De nossa parte, importa ter bem presente que o artigo 190 fala na possibilidade de as partes se imiscuírem em regras procedimentais. Há ínsito nessa locução algo de relevante: caberia convenção sobre normas processuais?
Já se disse mais acima o que distingue, em nossa visão, processo e procedimento. Regulando as normas processuais direitos e deveres recíprocos para os sujeitos do conjunto de relações jurídicas que forma o processo, revestem-se elas de interesse público, sendo em grande parte inderrogáveis pela vontade das partes.
São alcançados por essa visão os deveres das partes e os poderes do juiz, competência absoluta, imparcialidade do juiz, entre outros.
Quanto aos direitos, por outro lado, seria possível admitir maior liberdade para as partes, titulares que são do objeto de negociação. Isso somente é parcialmente verdade, havendo, sim, restrições.
É que muitos dos direitos oriundos da relação processual possuem assento constitucional, fundamentais e, pois, indisponíveis, limitando o agir das partes, mercê de sua já consagrada eficácia horizontal.

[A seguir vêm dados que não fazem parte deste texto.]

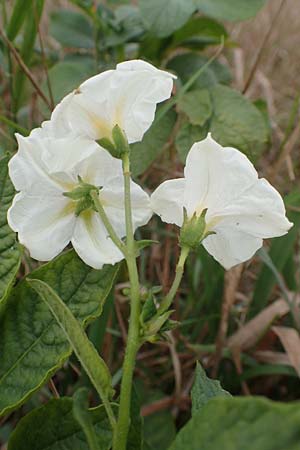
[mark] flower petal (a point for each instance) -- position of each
(231, 247)
(112, 197)
(92, 243)
(215, 176)
(259, 212)
(44, 222)
(26, 167)
(126, 96)
(168, 200)
(65, 155)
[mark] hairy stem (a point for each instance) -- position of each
(167, 301)
(133, 340)
(116, 240)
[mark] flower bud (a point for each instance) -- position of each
(193, 230)
(120, 140)
(81, 195)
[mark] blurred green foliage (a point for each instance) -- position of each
(61, 47)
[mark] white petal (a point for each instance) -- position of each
(126, 96)
(168, 200)
(99, 168)
(64, 155)
(26, 167)
(44, 222)
(231, 247)
(112, 197)
(259, 212)
(215, 176)
(92, 243)
(137, 93)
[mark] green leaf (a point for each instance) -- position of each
(83, 416)
(53, 427)
(88, 356)
(163, 18)
(71, 29)
(187, 135)
(130, 26)
(17, 18)
(204, 389)
(233, 10)
(242, 423)
(186, 64)
(10, 254)
(32, 345)
(33, 17)
(68, 75)
(145, 152)
(280, 250)
(199, 32)
(237, 122)
(197, 106)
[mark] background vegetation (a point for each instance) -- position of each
(243, 325)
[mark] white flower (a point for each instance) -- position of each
(241, 208)
(126, 96)
(43, 170)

Por isso é que as convenções processuais devem ser examinadas pelo juiz com detida atenção quanto ao núcleo essencial do direito que integre o objeto da negociação. Ferida a essência de um direito fundamental, a convenção não poderá ser admitida.

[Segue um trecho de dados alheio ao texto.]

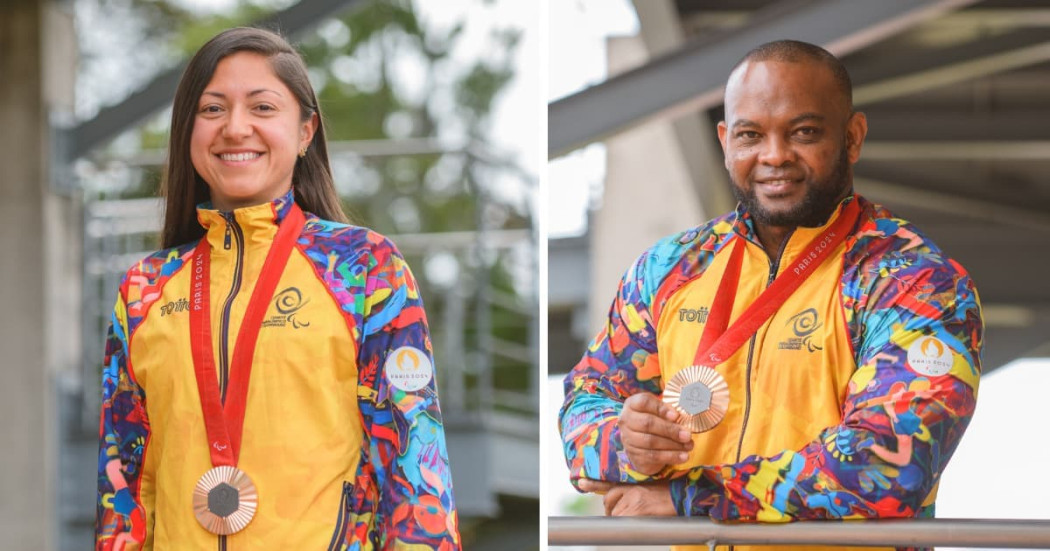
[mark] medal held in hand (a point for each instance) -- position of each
(698, 393)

Com base nessa linha de pensamento, e deduzindo do devido processo legal o duplo grau de jurisdição — algo com o que nem todos podem concordar—, é que reputamos temerário, por exemplo, o “julgamento de instância única”, isto é, a possibilidade de as partes renunciarem a recursos contra a sentença de forma prévia, antes mesmo de conhecido o teor da decisão.9
De igual sorte, como leciona Jorge Amaury Maia Nunes, a ingerência sobre prazos processuais deve observar o princípio da utilidade, não havendo de ser chancelada a redução de prazos recursais para aquém do menor prazo existente, de cinco dias.10
São essas algumas das limitações feitas intuitivamente ao artigo 190, que terá seu real âmbito de aplicação construído aos poucos com a prática judicial pós-entrada em vigor do CPC/15.